A vibratory motion is represented by $\mathrm{x}=2\mathrm{Acos\omega t}+\mathrm{Acos}\left(\mathrm{\omega t}+\frac{\mathrm{\pi }}{2}\right)+\mathrm{Acos}(\mathrm{\omega t}+\mathrm{\pi })+\left(\frac{\mathrm{A}}{2}\right)\cos \left(\mathrm{\omega t}+\frac{3\mathrm{\pi }}{2}\right)$. The resultant amplitude of the motion is

• A. $\frac{9\mathrm{A}}{2}$
• B. $\frac{\sqrt{5}\mathrm{A}}{2}$
• C. $\frac{5\mathrm{A}}{2}$
• D. $2\mathrm{A}$

Answer 1

The correct option is B

$\frac{\sqrt{5}\mathrm{A}}{2}$

Step 1: Given data

Vibratory motion, $\mathrm{x}=2\mathrm{Acos\omega t}+\mathrm{Acos}\left(\mathrm{\omega t}+\frac{\mathrm{\pi }}{2}\right)+\mathrm{Acos}(\mathrm{\omega t}+\mathrm{\pi })+\left(\frac{\mathrm{A}}{2}\right)\cos \left(\mathrm{\omega t}+\frac{3\mathrm{\pi }}{2}\right)$

Step 2: To find

We have to determine the resultant amplitude of the motion

Step 3: Calculation

Vibrational motion occurs whenever a body moves back and forth about its mean position. Vibratory motion is defined as any item moving/swinging back and forth, vertically and horizontally, pulsing, and so on.

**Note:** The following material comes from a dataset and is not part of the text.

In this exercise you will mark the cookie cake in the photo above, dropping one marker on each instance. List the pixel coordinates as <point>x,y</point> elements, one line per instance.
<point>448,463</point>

$\therefore \cos (\mathrm{A}+\mathrm{B})=\mathrm{cosA}\mathrm{cosB}-\mathrm{sinA}\sin \mathrm{B}$

$$\begin{gathered} \Rightarrow \mathrm{x}=2\mathrm{Acos\omega t}+\mathrm{Acos}\left(\mathrm{\omega t}+\frac{\mathrm{\pi }}{2}\right)+\mathrm{Acos}(\mathrm{\omega t}+\mathrm{\pi })+\left(\frac{\mathrm{A}}{2}\right)\cos \left(\mathrm{\omega t}+\frac{3\mathrm{\pi }}{2}\right) \\ =2\mathrm{Acos\omega t}–\mathrm{Asin\omega t}–\mathrm{Acos\omega t}+\left(\frac{\mathrm{A}}{2}\right)\mathrm{sin\omega t} \\ =\mathrm{Acos\omega t}-\left(\frac{\mathrm{A}}{2}\right)\mathrm{sin\omega t} \end{gathered}$$

Now,

The resultant amplitude be:

$$\begin{gathered} \Rightarrow \mathrm{A}’=\surd ({\mathrm{A}}^2+{(-\mathrm{A}/2)}^2) \\ =\left(\frac{\sqrt{5}}{2}\right)\mathrm{A} \\ =\frac{\sqrt{5}\mathrm{A}}{2} \end{gathered}$$

Therefore, option B is the correct choice.